という事で、あとは宜しくお願いしますと、マキナに言い残すのであった。


……

………


マキナとアンナを残し、闘技場からの帰り道。

私とクロードと王女殿下は、思い思いに歩いていた。


「報酬の件じゃが」

「聞かせるがよい」


唐突に切り出したクロードの一言に、王女殿下は答える。


「王都エルムへの居住と、王宮への永久就職を願う」


クロードはいつになく真剣な表情で、王女殿下を見つめた。


「そなたは、罪人流しの村出身と言ったな?」

「フィーナ、いや、儂の祖父の代の話のようじゃ」


フィーナとクロードの関係性を説明すると、ややこしくなるのか、クロードはフィーナの代わりに答えている。

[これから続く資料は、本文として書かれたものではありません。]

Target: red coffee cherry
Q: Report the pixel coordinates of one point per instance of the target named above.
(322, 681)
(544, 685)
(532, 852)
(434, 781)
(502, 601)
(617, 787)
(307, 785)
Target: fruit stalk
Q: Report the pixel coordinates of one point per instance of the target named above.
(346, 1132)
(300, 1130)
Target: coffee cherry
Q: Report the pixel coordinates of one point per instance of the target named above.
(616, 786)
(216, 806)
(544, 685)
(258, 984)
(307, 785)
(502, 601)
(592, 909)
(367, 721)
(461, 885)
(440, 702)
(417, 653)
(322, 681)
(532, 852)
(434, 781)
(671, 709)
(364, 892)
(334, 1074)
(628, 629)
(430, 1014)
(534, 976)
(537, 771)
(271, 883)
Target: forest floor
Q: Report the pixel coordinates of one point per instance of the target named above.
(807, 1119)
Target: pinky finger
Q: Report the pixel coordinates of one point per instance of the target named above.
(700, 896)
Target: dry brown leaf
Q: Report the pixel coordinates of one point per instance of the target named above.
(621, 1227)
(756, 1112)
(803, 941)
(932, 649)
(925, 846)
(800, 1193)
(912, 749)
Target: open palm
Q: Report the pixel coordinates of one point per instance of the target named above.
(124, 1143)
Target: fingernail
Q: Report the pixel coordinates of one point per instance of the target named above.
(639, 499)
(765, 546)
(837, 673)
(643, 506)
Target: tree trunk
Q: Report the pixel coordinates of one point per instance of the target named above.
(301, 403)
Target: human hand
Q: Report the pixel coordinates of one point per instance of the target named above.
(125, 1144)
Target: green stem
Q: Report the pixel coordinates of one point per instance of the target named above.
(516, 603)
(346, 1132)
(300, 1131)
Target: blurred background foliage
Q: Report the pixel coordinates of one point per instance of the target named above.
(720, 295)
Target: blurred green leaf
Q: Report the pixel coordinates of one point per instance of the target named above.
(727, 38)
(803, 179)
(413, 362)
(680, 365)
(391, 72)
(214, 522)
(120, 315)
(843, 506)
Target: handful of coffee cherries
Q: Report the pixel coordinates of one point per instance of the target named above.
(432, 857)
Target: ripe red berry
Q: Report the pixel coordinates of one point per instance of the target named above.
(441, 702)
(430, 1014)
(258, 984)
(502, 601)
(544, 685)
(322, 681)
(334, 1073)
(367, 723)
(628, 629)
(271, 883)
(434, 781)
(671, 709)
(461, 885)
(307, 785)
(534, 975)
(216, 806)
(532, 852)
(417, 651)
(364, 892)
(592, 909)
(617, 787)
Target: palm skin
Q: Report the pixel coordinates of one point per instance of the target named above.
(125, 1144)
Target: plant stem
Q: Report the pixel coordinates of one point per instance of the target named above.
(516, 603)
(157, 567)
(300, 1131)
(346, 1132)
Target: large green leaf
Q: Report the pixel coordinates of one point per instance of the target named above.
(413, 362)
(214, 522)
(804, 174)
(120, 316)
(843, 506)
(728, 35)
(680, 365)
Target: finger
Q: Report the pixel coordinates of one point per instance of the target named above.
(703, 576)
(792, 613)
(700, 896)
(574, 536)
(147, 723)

「大罪を犯した者は、都市から追放され、末代まで二度と戻れぬ法があるのは、私も知っている」

「そうじゃ…」

「私が身元を保証し、必ずや叶えよう」


その言葉を聞き、クロードは満足そうにそうかと呟き、消えた。


「あの者も、かなりの魔導の使い手であろうか?」

「話すと長いですが、私が見た中で随一ですよ」


少し前を歩く、王女殿下。

歩調の合わない二人の距離は、縮まらない。


「そなたは護衛依頼に、乗り気ではないのか?」

「つい先程まで、休日を楽しんでいたのですよ?それが気づけば、傭兵に転職しているのです」


珍しく乗り気なクロードの勢いに、流されてである。


「巻き込んで、すまない」

「……」


なんて返せばいいか、言葉に詰まっていると、


「今度は問題ないとは、言ってくれないのだな?」


悪戯っ子のような笑みを浮かべる王女殿下に、こんな人生も悪くないかと思うのであった。